The premise of the study is that change is accelerating and complexity is deepening in all markets around the world. As the world has become increasingly volatile and the future ambiguous, there remain a powerful minority of companies globally that have been able to capitalize on these seismic changes and turn this turbulence into innovation and advantage. These are the keys:
1. Creativity. Yes – your creativity, initiative, inventiveness and passion. More than ever, people have wholly transparant real-time access to relative value and price to the market goods, services that companies are providing, and our ability and willingness to bring our creativity to work can become the discerning factor. Remember 3M famously created post-it notes by allowing people in the organization to express their own creativity. From 3M to Google to Atlassian, some of the most powerful innovations have come from the bottom up within business cultures where, autonomy is offered, creativity encouraged, and ideas flourish.
2. Integrity. I recently had an interaction, and conducted a workshop with a group of women executives at an insurance and financial services group. A running theme throughout the attendees was the challenge of ‘being everything to everyone.’ That is, being the great mom, partner, executive, community service contributor, etc… Here’s a piece of advice I believe from Rick Warren, author of The Purpose-Driven Life. When we think of our life, it’s common to think of ourselves as having different lives – the workout life, the professional life, the partner and spouse life, the parent life, etc. – when in fact we have but one life to live. My encouragement is to give permission to ourselves, and everyone around us to bring our whole selves to every endeavor. The etymology of Integrity is from the Latin integer, meaning whole, oneness. Recognize that each of us is but one person with a rich history and present, and future, and to bring our whole selves to everything we do represents our greatest contribution, and our greatest opportunity to draw from our own rich experience and apply to everything we do.
3. Globalization #3 in importance, in terms of creative leadership was the ability to think globally. One key aspect of thinking globally is to borrow brilliance from all sectors. One finding of the study was that CEOs wanted creative leaders to borrow disruption models from other industries and market sectors.

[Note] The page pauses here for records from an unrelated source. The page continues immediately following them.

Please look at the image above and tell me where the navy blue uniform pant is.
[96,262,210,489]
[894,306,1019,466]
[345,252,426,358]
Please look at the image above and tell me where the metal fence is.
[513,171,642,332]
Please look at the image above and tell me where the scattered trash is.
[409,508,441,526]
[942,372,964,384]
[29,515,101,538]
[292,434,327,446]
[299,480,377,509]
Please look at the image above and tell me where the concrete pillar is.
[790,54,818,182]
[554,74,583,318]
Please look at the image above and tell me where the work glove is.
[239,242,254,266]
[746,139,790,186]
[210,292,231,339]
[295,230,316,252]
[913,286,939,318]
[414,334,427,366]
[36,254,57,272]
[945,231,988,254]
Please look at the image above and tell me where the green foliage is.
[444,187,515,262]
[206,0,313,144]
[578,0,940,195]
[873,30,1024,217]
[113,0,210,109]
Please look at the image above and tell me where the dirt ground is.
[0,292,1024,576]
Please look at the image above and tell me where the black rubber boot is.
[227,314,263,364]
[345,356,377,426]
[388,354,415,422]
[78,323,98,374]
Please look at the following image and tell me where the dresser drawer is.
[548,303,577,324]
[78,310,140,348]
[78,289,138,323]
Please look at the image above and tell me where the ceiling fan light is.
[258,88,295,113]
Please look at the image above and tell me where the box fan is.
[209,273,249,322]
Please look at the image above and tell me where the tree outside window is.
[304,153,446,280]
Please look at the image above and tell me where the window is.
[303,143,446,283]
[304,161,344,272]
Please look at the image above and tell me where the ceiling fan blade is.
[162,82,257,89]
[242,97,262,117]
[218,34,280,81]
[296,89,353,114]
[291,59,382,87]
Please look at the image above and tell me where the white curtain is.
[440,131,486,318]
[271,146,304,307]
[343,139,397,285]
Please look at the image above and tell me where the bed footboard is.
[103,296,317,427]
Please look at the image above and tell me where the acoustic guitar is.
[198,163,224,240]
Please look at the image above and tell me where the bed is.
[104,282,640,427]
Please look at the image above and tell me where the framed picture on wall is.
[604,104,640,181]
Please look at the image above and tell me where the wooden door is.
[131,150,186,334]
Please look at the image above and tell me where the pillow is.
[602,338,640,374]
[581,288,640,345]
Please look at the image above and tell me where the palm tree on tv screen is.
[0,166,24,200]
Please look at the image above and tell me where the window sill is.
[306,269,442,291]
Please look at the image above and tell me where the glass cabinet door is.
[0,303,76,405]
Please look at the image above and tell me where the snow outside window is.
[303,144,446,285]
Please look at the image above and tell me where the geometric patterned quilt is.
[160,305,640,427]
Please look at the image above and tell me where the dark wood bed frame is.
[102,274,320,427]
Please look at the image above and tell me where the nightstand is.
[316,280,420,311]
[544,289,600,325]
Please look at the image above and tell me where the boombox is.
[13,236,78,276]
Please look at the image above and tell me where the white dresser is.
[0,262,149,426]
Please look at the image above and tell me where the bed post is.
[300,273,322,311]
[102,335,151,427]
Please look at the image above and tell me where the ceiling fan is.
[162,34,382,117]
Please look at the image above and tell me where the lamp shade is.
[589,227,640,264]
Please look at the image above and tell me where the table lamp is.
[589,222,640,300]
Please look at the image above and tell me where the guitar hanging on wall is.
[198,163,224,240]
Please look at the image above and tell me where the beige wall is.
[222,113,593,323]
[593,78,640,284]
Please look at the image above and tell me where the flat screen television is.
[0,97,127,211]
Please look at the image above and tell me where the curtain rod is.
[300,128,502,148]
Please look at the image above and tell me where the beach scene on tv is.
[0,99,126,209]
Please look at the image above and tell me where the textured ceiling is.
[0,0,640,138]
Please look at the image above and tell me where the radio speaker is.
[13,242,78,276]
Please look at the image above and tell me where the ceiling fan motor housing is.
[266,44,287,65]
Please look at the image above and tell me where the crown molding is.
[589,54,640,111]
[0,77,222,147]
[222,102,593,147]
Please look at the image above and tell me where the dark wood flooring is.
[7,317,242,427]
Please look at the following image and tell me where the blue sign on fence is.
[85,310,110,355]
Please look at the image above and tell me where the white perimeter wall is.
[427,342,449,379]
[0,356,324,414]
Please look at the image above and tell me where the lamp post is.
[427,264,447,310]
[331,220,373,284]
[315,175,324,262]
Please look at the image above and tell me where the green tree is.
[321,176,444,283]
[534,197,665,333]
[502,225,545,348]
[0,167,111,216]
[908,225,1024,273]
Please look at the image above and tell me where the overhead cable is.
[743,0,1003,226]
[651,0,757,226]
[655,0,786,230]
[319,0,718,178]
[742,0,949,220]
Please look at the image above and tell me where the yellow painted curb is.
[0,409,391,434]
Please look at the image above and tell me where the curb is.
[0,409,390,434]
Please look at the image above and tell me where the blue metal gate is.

If you are in the IT business, don’t benchmark what other IT business are doing. Go out and borrow ideas from the toy industry or maybe the microlending community – just something outside your usual purview.
Finally “act despite uncertainly.” Yes there is much ambiguity, and yes it can often feel better to wait until things shake out before committing a particular direction. But increasingly CEOs want creative leaders to be taking risks. Acting while others hesitate can pay off. The key to a successful jump is to follow your true convictions and beliefs.